Fresno Council Passes Resolution to Study Corporate Ownership of City Housing
Fresno County leads California with 5.9% of single-family homes owned by big investors — now the city council wants answers.

The Fresno City Council passed a resolution March 19 directing a study of corporate ownership concentration in the city's housing stock, a measure sponsored by Councilmember Annalisa Perea that now awaits action from the mayor, who retains veto authority over the item.
The resolution, filed as ID 26-347, instructs city staff to examine what Perea's office called "the concentration of ownership and corporatization of the city's housing stock." The measure was amended during the council meeting before its final passage, and the public comment record submitted to the council was substantial enough to require its own supplement packet. The study aims to address community concerns about how rising corporate ownership of rentals affects local residents and housing affordability.
Fresno sits at the center of a statewide debate over institutional landlords precisely because of how concentrated the problem already is here.
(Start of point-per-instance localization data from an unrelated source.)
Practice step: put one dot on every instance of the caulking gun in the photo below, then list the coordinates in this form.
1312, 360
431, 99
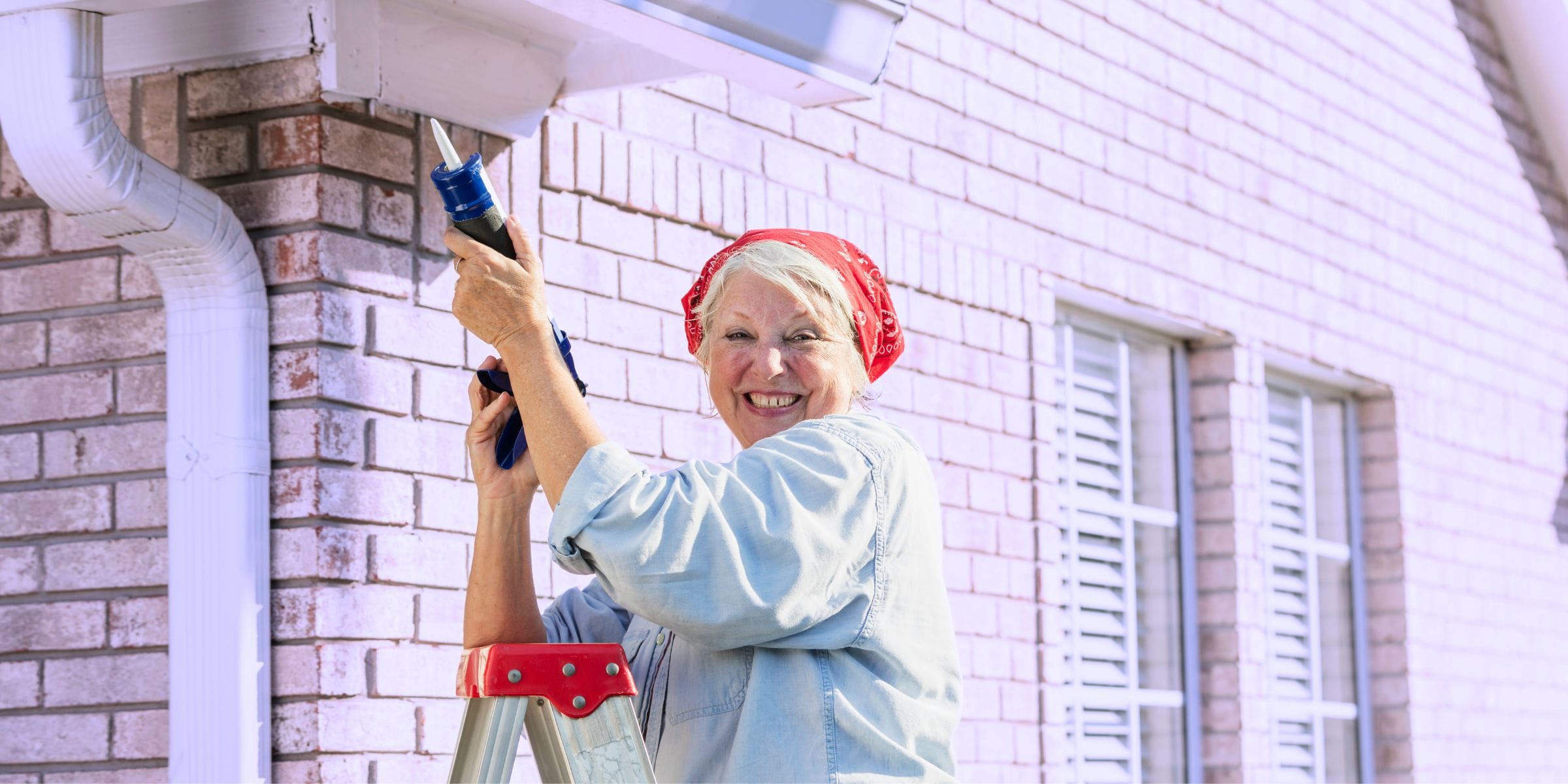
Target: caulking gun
471, 201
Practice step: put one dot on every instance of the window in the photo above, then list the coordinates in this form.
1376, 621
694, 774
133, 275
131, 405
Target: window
1311, 529
1126, 554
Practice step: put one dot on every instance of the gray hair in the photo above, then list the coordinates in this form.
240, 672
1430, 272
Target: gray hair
806, 280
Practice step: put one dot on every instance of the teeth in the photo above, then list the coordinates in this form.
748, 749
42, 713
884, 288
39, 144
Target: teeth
772, 400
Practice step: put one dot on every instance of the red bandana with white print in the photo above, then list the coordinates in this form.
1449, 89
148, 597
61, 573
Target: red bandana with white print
875, 320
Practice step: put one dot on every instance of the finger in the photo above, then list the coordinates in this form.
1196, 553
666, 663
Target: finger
479, 397
521, 244
488, 419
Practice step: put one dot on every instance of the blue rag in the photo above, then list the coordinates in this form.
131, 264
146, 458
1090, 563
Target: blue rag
514, 443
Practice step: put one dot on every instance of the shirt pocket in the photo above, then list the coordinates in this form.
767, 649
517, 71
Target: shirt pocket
706, 683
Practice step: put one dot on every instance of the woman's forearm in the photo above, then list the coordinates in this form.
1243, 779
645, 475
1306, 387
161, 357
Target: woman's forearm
554, 414
500, 606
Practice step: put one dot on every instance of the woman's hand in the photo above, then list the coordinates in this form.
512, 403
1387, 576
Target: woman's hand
498, 297
490, 416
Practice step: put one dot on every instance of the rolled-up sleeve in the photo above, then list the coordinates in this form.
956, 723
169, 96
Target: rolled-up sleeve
585, 615
777, 547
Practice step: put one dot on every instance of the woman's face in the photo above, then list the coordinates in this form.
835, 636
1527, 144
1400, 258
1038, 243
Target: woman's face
770, 363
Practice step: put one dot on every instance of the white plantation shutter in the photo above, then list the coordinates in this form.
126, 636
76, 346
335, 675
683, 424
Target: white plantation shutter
1294, 551
1100, 521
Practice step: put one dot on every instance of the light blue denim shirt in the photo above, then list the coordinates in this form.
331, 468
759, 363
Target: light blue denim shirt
785, 612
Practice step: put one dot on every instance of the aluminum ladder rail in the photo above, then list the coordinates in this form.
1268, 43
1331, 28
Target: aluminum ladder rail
573, 698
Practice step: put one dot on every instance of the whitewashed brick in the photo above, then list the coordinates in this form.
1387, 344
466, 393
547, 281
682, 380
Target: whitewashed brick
416, 333
419, 559
323, 553
27, 514
615, 229
342, 377
413, 670
421, 448
351, 612
366, 496
142, 504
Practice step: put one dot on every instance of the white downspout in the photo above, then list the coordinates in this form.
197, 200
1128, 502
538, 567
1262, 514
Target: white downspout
71, 153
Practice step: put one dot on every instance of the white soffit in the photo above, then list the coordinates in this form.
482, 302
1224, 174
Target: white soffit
1535, 41
498, 65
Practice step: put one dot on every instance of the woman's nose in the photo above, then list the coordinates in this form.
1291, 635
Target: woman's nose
774, 361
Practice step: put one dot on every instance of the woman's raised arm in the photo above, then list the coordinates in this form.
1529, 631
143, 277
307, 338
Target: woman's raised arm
502, 303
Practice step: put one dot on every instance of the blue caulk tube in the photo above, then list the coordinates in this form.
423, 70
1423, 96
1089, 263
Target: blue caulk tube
469, 200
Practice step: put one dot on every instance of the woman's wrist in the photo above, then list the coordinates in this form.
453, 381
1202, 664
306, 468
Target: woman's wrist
524, 336
508, 507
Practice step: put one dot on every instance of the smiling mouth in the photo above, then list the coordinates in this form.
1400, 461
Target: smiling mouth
772, 400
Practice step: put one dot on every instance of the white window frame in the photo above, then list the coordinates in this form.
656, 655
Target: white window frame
1130, 698
1315, 710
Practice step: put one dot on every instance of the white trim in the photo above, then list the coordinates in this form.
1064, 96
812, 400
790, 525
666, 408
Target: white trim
67, 143
1081, 297
1130, 698
1315, 377
1533, 32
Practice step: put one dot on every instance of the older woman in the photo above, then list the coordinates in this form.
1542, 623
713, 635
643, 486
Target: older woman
783, 612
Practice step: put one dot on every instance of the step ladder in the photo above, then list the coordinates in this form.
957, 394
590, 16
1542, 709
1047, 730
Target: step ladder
574, 700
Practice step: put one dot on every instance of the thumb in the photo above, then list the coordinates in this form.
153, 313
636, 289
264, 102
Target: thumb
521, 242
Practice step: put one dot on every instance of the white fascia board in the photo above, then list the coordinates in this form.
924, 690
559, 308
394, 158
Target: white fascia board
146, 37
1535, 41
455, 71
715, 51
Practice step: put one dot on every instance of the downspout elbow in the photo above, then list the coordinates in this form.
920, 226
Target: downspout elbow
60, 131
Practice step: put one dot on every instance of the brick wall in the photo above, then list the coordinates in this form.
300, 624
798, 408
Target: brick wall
1352, 187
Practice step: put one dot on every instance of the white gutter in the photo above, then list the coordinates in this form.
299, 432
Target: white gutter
67, 143
1534, 35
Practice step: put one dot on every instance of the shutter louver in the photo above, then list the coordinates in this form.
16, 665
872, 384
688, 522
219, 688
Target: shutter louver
1096, 429
1290, 592
1098, 578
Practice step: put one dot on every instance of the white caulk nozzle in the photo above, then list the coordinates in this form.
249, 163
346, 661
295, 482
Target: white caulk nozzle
453, 162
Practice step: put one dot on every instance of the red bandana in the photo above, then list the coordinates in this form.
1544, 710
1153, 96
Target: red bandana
875, 320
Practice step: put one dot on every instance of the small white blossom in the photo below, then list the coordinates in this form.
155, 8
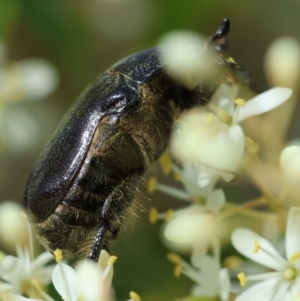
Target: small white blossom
199, 186
283, 284
211, 280
20, 271
28, 79
87, 281
290, 164
216, 139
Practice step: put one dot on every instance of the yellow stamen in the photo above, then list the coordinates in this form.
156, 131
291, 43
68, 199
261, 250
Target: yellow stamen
177, 270
251, 146
168, 215
232, 262
153, 215
151, 186
295, 256
35, 284
165, 163
210, 118
23, 214
256, 247
134, 296
58, 255
174, 258
2, 255
177, 176
242, 278
240, 102
112, 260
230, 60
289, 273
224, 116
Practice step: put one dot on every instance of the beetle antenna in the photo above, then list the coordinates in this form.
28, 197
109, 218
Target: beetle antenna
220, 36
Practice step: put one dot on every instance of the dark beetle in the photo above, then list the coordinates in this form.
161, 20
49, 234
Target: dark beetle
86, 177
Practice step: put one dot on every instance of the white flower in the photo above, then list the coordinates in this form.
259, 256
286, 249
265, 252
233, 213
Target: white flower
283, 284
88, 281
20, 271
29, 79
199, 183
290, 164
192, 226
211, 280
216, 139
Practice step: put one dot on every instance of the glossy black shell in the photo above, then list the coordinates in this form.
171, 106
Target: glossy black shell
136, 87
58, 164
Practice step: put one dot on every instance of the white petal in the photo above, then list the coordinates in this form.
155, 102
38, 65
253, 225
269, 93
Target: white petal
189, 228
290, 164
66, 282
262, 291
42, 259
216, 200
264, 102
281, 290
243, 240
225, 97
292, 243
93, 286
199, 250
264, 276
211, 143
225, 284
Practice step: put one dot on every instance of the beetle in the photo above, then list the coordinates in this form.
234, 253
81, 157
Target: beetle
85, 179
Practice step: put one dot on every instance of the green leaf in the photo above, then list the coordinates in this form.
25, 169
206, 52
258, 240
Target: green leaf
9, 16
193, 298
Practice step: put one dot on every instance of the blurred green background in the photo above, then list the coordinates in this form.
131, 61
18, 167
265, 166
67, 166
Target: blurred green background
82, 39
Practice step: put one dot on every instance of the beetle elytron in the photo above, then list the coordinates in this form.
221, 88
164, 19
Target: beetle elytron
86, 177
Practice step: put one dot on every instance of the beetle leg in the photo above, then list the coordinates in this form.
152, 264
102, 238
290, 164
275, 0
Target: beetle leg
112, 214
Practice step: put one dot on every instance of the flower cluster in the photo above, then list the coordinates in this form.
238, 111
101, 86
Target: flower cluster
210, 145
25, 275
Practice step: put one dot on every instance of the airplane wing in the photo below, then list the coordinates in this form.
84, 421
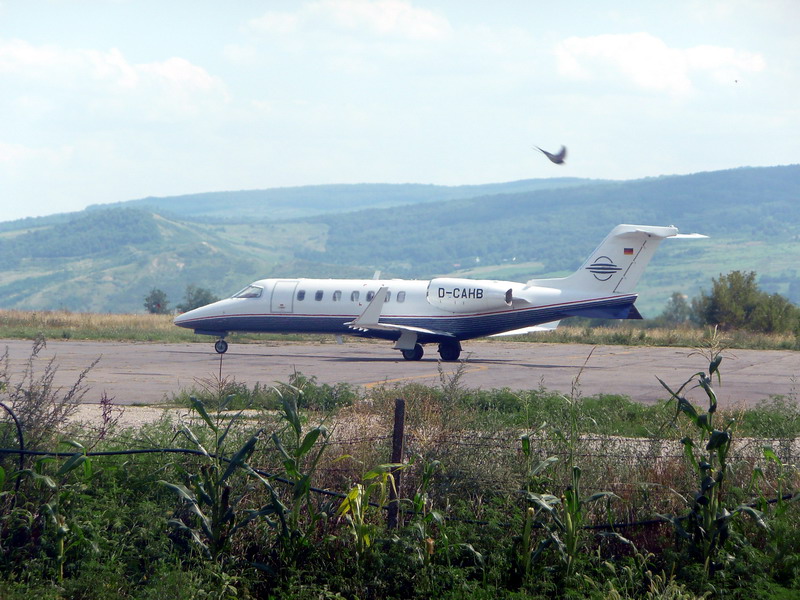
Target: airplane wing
543, 327
370, 319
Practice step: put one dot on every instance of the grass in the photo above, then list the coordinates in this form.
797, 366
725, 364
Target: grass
488, 510
19, 324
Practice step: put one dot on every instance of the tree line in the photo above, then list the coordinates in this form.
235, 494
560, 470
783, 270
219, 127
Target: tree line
157, 303
735, 302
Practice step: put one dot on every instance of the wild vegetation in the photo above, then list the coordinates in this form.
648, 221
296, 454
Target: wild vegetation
502, 495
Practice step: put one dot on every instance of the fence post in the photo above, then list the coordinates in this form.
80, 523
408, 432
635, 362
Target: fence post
398, 434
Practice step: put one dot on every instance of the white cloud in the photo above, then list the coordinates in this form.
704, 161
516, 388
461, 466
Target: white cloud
382, 18
106, 82
646, 62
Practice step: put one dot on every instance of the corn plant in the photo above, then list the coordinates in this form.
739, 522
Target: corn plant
55, 519
562, 520
423, 517
208, 494
301, 454
355, 507
707, 526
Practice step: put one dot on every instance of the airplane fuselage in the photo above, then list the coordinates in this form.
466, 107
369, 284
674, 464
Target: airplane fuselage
442, 310
466, 309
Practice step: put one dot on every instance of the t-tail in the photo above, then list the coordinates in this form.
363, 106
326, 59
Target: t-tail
617, 264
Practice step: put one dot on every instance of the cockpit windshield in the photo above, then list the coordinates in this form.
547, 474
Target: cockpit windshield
251, 291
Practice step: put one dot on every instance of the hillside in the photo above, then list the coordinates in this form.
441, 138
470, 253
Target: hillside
106, 259
305, 201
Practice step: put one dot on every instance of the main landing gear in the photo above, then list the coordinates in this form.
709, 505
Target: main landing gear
449, 351
414, 353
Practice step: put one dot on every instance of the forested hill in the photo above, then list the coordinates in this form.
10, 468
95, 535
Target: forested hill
304, 201
755, 204
107, 259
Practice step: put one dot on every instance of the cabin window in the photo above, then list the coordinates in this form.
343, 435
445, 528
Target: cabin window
251, 291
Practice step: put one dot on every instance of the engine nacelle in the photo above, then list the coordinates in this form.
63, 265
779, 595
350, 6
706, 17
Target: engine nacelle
468, 295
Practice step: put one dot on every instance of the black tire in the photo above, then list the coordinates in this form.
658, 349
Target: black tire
450, 351
414, 354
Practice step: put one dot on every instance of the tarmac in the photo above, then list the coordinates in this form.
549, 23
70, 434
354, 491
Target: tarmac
152, 373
According to the California Research Bureau, Fresno County has the highest share of single-family homes owned by big investors of any county in California, at 5.9%. That figure is not driven by a distant Wall Street firm buying up entire ZIP codes: the largest single owner in Fresno is JD Home Rentals, a local company with a portfolio of roughly 2,000 homes clustered within the region.
The national backdrop to Fresno's debate traces to 2012, when Invitation Homes, originally backed by the private equity firm Blackstone, began purchasing distressed single-family homes, rehabilitating them, and placing them on the rental market. The company has since gone public and now owns 84,567 homes nationally, including 11,862 in California, according to its most recent Securities and Exchange Commission filing.
Fresno's concentration fits a pattern that researchers and economists have identified across the San Joaquin Valley. Institutional investors tend to target markets with rapidly growing populations and relatively low real estate prices compared to rents. Laurie Goodman, an economist at the Urban Institute, noted that profile fits certain California submarkets but not the state broadly. "That does not describe California at all," Goodman said, adding that when large investors do enter the state, they concentrate in the Inland Empire, the southern half of the San Joaquin Valley, and the Sacramento suburbs.
Research on the effects of that concentration presents a mixed picture. One study found that single-family neighborhoods with higher shares of corporate ownership saw modestly higher rents than comparable areas, with researchers concluding that landlords with outsized control over a neighborhood's housing stock could extract above-market rents from tenants. The same researchers identified a counterweight: by coordinating security improvements across clusters of properties, corporate owners were sometimes able to reduce crime and, in their phrasing, "enhance neighborhood quality."
The resolution passed with an amendment made during the meeting, meaning the final text differs from the version originally filed on March 12. The mayor's office has not yet announced a position on the measure.